Je me demande
J’arrive sur Terre.
La vie s’offre à moi. Je ne lui dois rien. Je prends. Un père, une mère, un foyer, un chien, méchant.
J’ai sept ans et je me demande.
Y a pas que les chiens qui sont méchants. Pourquoi suis-je celle choisie en dernier ? Celle qui reste à regarder.
Je regarde le temps qui passe, les autres grandir, me faire des crasses pour me salir.
J’ai treize ans et je me demande.
Question qui vient comme ça, quand le sort, les gens s’acharnent.
Pourquoi m’ont-ils choisie moi ? Quoi, ma gueule ? Qu’est-ce qu’elle a ma gueule ?
Apitoiement sur soi, ça ne me plaît pas. Il faut pourtant se le demander. Qu’ai-je pu faire pour devenir ainsi le souffre-douleur de toute une communauté ?
Je peux comprendre qu’une fille m’ait prise en grippe, que cette fille soit la reine du collège – même pas belle d’ailleurs ! –, que ses actions soient encouragées et suivies par ses sujets. En dehors de cette emprise, ailleurs, pourquoi ce schéma se reproduit-il ? En colonie de vacances, au centre aéré ?
Seul dénominateur commun : moi. Je suis forcément responsable de ce qui m’arrive.
C’est écrit sur mon front « tapez ici », comme il est écrit « La Poste » sur d’autres
Est-ce mon attitude ? Mes yeux qui attirent ceux qui ont besoin d’écraser les autres ? Mon regard fuyant les courages ? Ma bouche pâle et pincée qui tait la douleur de mon âme ?
Je m’isole et peu à peu le monde m’oublie ; puis me percute. Brutal. Je sombre dans les limbes de ma noirceur. Elle me caresse, m’envahit, me prend, me fait la mort.
J’y songe, délivrance. J’y renonce, souffrance. J’affronte tête haute, moral bas. J’encaisse trahisons hautes et coups bas.
J’ai vingt ans et je me demande.
Question qui vient comme ça.
Pourquoi m’a-t-il choisie ce soir-là ? Quoi, ma jupe fendue ? Qu’est-ce qu’elle a, ma vertu ?

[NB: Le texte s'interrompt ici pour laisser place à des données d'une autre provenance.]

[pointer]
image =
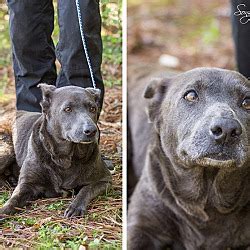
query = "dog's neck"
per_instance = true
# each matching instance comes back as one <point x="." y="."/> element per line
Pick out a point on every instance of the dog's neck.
<point x="198" y="188"/>
<point x="62" y="151"/>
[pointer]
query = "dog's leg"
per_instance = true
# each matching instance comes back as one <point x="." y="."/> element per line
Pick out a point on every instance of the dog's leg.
<point x="20" y="197"/>
<point x="85" y="195"/>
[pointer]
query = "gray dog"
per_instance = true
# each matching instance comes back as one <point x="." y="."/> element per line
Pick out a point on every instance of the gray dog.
<point x="58" y="151"/>
<point x="192" y="160"/>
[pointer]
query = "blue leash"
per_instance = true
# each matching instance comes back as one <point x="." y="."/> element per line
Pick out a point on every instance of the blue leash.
<point x="85" y="44"/>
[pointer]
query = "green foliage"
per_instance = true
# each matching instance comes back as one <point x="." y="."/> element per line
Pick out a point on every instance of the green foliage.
<point x="4" y="197"/>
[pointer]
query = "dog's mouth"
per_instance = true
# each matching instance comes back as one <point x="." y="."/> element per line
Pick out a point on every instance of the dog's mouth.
<point x="212" y="162"/>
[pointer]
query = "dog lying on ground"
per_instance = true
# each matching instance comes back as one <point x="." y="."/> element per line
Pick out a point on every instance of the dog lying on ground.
<point x="58" y="151"/>
<point x="192" y="161"/>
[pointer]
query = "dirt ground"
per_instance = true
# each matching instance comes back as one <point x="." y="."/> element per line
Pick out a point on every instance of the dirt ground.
<point x="198" y="33"/>
<point x="42" y="225"/>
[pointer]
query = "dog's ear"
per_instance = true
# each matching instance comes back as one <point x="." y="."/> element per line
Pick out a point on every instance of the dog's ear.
<point x="96" y="93"/>
<point x="47" y="91"/>
<point x="156" y="91"/>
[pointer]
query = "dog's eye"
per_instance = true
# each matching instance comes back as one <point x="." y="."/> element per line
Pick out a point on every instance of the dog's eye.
<point x="191" y="96"/>
<point x="92" y="109"/>
<point x="246" y="103"/>
<point x="68" y="109"/>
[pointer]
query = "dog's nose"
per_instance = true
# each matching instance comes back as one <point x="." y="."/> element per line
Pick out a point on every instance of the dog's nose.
<point x="90" y="131"/>
<point x="225" y="129"/>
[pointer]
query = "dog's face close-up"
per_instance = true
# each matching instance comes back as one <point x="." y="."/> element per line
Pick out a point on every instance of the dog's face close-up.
<point x="202" y="117"/>
<point x="72" y="112"/>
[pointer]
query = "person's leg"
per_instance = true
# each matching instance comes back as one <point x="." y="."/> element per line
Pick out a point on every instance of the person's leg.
<point x="31" y="26"/>
<point x="70" y="51"/>
<point x="241" y="35"/>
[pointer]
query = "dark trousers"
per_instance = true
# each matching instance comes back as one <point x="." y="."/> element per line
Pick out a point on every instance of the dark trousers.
<point x="34" y="53"/>
<point x="241" y="35"/>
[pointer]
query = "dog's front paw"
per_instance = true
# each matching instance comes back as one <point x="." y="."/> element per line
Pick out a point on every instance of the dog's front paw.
<point x="73" y="211"/>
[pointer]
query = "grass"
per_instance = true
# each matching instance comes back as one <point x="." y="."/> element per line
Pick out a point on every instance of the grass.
<point x="42" y="225"/>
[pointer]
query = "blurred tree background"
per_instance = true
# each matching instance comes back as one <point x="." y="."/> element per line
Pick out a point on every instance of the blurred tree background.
<point x="42" y="225"/>
<point x="112" y="42"/>
<point x="180" y="34"/>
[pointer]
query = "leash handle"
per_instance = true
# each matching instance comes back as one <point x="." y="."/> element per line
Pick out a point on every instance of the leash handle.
<point x="84" y="43"/>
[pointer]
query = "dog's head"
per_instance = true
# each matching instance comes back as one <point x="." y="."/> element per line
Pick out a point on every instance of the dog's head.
<point x="202" y="117"/>
<point x="71" y="112"/>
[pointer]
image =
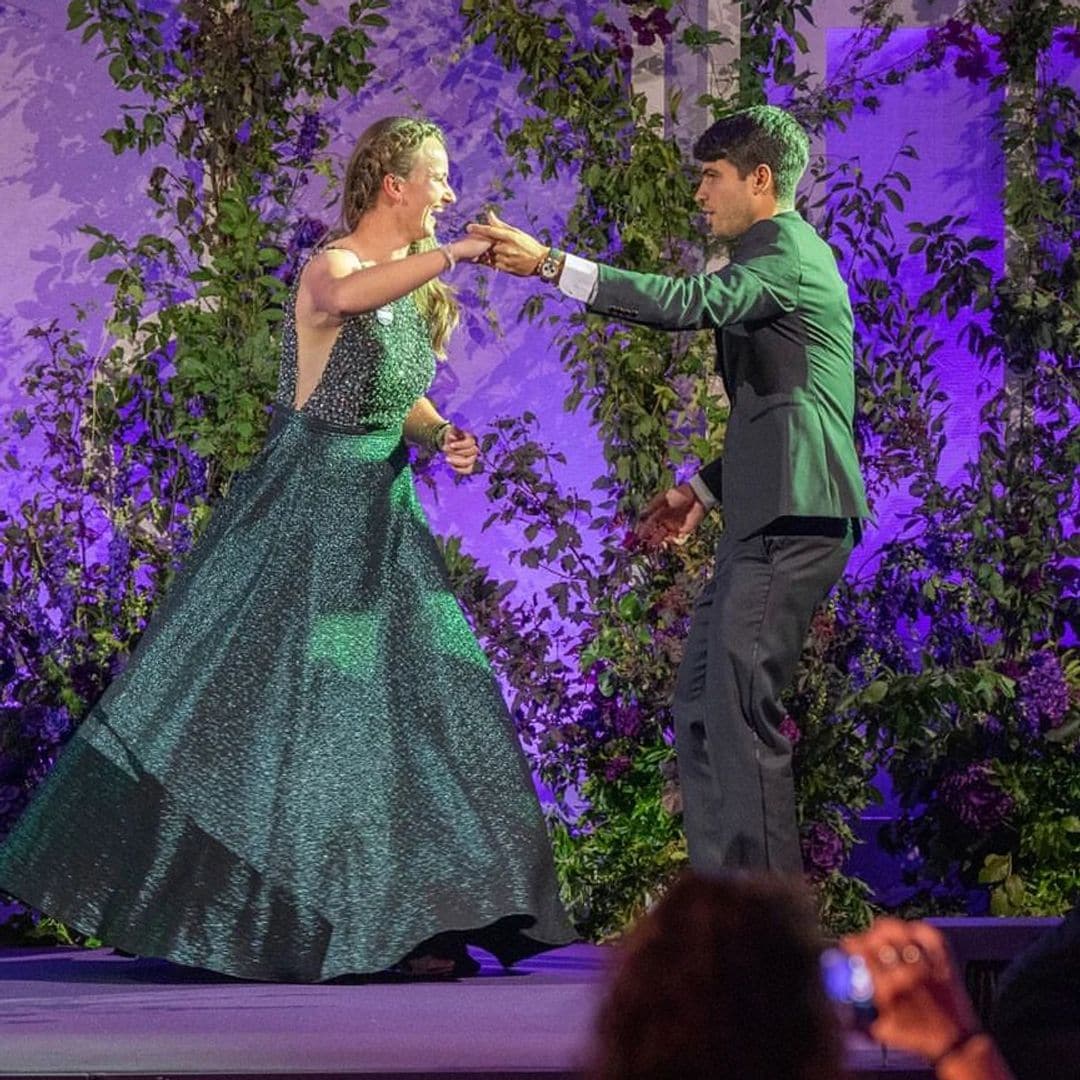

Cette fois, pas d’apitoiement, juste un questionnement. Qu’ai-je pu faire pour attirer ainsi les cons d’ailleurs et d’ici ?
Je peux comprendre qu’une jupe courte et un regard aguicheur puissent plaire à quelques coureurs. En dehors de cette évidence, qu’est-ce qui justifie tant de violence ?
Méthode rodée, j’enfouis. Mon corps jamais n’oublie.
Je m’isole et peu à peu le monde s’enfuit ; puis je percute. Fatale. Je fonds dans la luxure et la liqueur. On me caresse, s’approprie, m’attache et me tache.
Je songe, petite mort. Je renonce à mon corps. J’affronte tête haute, moral las. J’encaisse queues hautes et cous gras.
J’ai trente ans et je me demande.
Question qui me vient comme ça.
Pourquoi m’a-t-il choisie ce jour-là ? Promesse d’un avenir rose tendue ? Qu’est-ce qu’elle a ma vue ?
Cette fois, pas de questionnement, juste deux enfants. Qu’ai-je pu faire pour attirer ainsi d’aussi jolis sourires et cris ?
Je peux comprendre les difficultés d’éducation, pas la fuite de ses obligations. Je ne peux comprendre que ma jupe courte et mon regard aguicheur ne puissent plus plaire à mon coureur.
De fond en comble, il me caresse, sans joie il jouit, sans foi je fuis.
Ça fait dix ans que je me demande.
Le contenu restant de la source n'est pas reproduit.